The recent record level of US Treasuries basis trade bets by hedge funds has attracted increased regulatory attention, with global financial watchdog the Financial Stability Board (FSB) considering an investigation into the strategy, according to a report by Bloomberg.
The FSB has been grappling with challenges in its broader initiative launched last year to map the extensive shadow banking system. Now, according to unnamed Bloomberg sources, the agency is contemplating a shift toward a more focused approach, including a closer look at basis trades — a strategy where hedge funds attempt to profit from small price differences between Treasuries and their derivatives, or futures. Recently, hedge funds’ investments in these trades reached $1.15tn.

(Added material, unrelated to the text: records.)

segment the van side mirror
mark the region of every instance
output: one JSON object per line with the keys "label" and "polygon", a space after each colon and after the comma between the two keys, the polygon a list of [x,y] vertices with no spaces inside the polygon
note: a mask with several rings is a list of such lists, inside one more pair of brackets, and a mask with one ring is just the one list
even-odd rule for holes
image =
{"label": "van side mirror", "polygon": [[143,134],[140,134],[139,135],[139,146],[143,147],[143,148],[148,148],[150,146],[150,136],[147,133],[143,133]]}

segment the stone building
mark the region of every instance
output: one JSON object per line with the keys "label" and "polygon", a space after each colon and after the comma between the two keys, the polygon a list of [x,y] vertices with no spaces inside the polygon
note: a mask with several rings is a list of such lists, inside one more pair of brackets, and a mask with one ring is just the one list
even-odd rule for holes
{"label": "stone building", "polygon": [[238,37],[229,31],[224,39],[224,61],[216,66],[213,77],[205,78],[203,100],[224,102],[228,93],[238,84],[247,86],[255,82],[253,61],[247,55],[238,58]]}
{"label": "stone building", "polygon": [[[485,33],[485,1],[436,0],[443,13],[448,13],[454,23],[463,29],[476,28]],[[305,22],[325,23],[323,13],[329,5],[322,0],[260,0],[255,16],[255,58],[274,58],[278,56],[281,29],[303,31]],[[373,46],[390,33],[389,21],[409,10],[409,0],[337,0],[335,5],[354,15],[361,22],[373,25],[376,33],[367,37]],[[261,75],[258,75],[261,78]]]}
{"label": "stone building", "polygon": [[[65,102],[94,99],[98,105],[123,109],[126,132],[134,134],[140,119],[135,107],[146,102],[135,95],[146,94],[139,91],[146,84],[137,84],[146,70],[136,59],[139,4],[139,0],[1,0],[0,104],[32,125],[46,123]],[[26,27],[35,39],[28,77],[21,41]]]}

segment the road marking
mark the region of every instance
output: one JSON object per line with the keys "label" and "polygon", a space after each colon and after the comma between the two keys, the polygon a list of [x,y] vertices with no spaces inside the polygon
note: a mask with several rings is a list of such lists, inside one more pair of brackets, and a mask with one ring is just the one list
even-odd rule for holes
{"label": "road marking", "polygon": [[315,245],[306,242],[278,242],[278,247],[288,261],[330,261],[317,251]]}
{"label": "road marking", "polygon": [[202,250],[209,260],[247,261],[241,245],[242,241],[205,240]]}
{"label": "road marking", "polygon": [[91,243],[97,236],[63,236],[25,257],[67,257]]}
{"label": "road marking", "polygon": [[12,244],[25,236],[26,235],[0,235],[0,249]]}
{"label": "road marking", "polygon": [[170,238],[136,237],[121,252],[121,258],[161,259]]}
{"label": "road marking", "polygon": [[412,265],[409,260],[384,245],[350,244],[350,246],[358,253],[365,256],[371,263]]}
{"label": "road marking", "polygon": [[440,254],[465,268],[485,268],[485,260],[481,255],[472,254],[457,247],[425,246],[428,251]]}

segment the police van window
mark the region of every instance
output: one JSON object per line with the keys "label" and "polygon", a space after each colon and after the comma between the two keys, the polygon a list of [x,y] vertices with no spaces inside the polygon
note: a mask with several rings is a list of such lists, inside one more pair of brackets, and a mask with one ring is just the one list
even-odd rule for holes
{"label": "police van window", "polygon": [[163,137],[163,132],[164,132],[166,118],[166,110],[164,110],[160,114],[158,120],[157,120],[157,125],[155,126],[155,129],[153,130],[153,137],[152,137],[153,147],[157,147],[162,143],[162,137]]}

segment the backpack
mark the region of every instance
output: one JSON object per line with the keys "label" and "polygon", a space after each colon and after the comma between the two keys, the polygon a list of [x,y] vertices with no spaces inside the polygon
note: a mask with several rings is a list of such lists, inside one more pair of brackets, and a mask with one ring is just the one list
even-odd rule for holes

Some FSB members believe this targeted probe could yield better insights than the board’s original expansive project, which has encountered obstacles such as assessing what data regulators in different countries already hold, what can be shared across borders, and what additional information could be gathered. This broad initiative, initially expected to conclude sooner, has faced delays, according to people involved.
Private asset markets are also a growing concern, with regulators noting risks of inflated valuations, high leverage, and inconsistent governance. The FSB may consider these markets for further investigation, sources added.
The FSB, established after the financial crisis to help prevent future disruptions, has declined to provide details on the internal deliberations.